Bo Ri Kim, Mercer University College of Pharmacy
The National Institute for Health and Clinical Excellence (NICE) caesarean section clinical guidelines recommend that the risks and benefits of caesarean section (CS) and vaginal birth should be discussed with health care providers, including the risks of placental problems and postsurgical wound infection (9-10%). It is also stated that short-term offspring risks include respiratory compromise, but data beyond the neonatal stage are not regularly collected. 
|Planned Cesarean Delivery at Term and Adverse Outcomes in Childhood Health |
|Design||Retrospective cohort study; N= 321,287|
|Objective||To investigate the relationship between planned cesarean delivery and offspring health problems or death in childhood|
|Study Groups||First-born offspring born in Scotland, United Kingdom, between 1993 and 2007|
|Methods||Offspring born by planned cesarean delivery in a first pregnancy were compared with offspring born by unscheduled cesarean delivery and with offspring delivered vaginally.|
|Primary Outcome Measure||Asthma requiring hospital admission|
|Cesarean Delivery||Vaginal Birth
(n = 56,015)
|Maternal age, median||29||29||26|
|Maternal BMI, median||24.8||25.8||23.9|
|Maternal type 1 diabetes||2,073||501||39,757|
|Birth weight, mean||3,301||3531.9||3,379.4|
|Year of delivery, median||2000||2001||1999|
|Breastfeeding at age 6 week||3,055||13,056||54,006|
|Results||· Compared with offspring born by unscheduled cesarean delivery, those born by planned cesarean delivery were at no significantly different risk of asthma requiring hospital admission, salbutamol inhaler prescription at age 5 years, obesity at age 5 years, inflammatory bowel disease, cancer, or death but were at increased risk of type 1 diabetes (0.66% vs 0.44%; difference, 0.22% [95% CI, 0.13%-0.31%]; adjusted hazard ratio [HR], 1.35 [95% CI, 1.05-1.75]).
· In comparison with children born vaginally, offspring born by planned cesarean delivery were at increased risk of asthma requiring hospital admission (3.73% vs 3.41%; difference, 0.32% [95% CI, 0.21%-0.42%]; adjusted HR, 1.22 [95% CI, 1.11-1.34]), salbutamol inhaler prescription at age 5 years (10.34% vs 9.62%; difference, 0.72% [95% CI, 0.36%-1.07%]; adjusted HR, 1.13 [95% CI, 1.01-1.26]), and death (0.40% vs 0.32%; difference, 0.08% [95% CI, 0.02%-1.00%]; adjusted HR, 1.41 [95% CI, 1.05-1.90]), whereas there were no significant differences in risk of obesity at age 5 years, inflammatory bowel disease, type 1 diabetes, or cancer.
|Adverse Events||Common Adverse Events: Asthma (3.73%)|
|Serious Adverse Events: Death (0.40%)|
|Study Author Conclusions||Among offspring of women with first births in Scotland between 1993 and 2007, planned cesarean delivery compared with vaginal delivery (but not compared with unscheduled cesarean delivery) was associated with a small absolute increased risk of asthma requiring hospital admission, salbutamol inhaler prescription at age 5 years, and all-cause death by age 21 years.
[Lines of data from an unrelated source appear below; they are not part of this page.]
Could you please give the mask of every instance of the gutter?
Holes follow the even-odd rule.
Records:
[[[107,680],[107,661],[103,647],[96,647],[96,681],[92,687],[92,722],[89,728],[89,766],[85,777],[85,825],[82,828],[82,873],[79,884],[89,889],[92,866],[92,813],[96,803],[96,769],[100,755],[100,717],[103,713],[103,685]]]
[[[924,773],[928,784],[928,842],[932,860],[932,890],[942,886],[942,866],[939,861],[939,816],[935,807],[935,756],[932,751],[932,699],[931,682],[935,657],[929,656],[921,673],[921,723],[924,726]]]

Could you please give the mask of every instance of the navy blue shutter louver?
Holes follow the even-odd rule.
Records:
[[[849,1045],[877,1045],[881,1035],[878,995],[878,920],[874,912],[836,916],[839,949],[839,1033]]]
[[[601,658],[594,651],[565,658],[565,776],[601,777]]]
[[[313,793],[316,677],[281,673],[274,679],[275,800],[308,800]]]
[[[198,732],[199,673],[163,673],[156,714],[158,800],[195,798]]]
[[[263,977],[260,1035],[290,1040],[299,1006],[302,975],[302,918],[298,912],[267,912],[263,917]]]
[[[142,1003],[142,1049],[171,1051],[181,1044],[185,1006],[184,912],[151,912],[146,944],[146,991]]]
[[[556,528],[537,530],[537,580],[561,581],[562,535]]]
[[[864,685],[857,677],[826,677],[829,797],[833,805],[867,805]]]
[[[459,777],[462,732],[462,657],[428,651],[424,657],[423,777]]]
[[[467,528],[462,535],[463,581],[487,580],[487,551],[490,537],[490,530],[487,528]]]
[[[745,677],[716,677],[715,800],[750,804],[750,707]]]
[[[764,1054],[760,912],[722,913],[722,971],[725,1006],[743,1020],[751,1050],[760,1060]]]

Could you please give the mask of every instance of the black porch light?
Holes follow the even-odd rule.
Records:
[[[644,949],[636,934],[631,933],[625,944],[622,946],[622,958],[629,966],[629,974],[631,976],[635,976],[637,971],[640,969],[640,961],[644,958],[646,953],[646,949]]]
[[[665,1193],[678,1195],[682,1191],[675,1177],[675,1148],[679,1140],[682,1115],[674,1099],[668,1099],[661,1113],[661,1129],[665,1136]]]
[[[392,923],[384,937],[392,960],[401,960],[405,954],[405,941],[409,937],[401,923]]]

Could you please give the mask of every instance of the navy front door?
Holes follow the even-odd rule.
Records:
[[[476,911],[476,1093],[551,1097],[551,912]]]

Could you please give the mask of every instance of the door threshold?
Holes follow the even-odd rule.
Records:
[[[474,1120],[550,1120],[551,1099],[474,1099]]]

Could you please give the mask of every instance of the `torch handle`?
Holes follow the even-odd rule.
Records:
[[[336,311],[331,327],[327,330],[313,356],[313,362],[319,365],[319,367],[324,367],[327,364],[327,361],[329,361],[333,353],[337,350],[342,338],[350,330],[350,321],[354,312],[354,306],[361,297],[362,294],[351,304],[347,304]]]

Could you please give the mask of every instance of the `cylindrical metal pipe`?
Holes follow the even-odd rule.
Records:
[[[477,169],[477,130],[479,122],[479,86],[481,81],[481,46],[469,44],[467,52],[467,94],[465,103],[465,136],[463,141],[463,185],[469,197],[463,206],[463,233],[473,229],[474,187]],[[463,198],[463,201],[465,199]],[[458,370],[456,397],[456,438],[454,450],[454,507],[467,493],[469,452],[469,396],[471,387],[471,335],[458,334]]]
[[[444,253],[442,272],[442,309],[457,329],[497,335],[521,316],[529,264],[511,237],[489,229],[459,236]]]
Further investigation is needed to understand whether the observed associations are causal.|
This study suggests that vaginal birth offers some protection from asthma. Vaginal birth decreases exposure to maternal bowel flora, which may develop T-cell-mediated asthma.
This study has a few limitations: maternal educations, ethnicity and indication for cesarean delivery could have confounded the results. Also, administration of intravenous antibiotics for planned cesarean delivery can affect the outcomes measured. Even with the study limitations, this study implies that a vaginal birth can be an important early-life factor in the development of asthma in childhood, which healthcare providers and women contemplating cesarean delivery should consider.
- National Institute for Health and Clinical Excellence (NICE). Caesarean Section: Clinical Guideline No. NICE website. http://www.nice.org.uk/guidance/cg132. November 2011. Accessed November 4, 2015
- Black M, Bhattacharya S, Phillip S, et al. Planned Cesarean Delivery at Term and Adverse Outcomes in Childhood Health. 2015 Dec 1;314(21):2271-2279.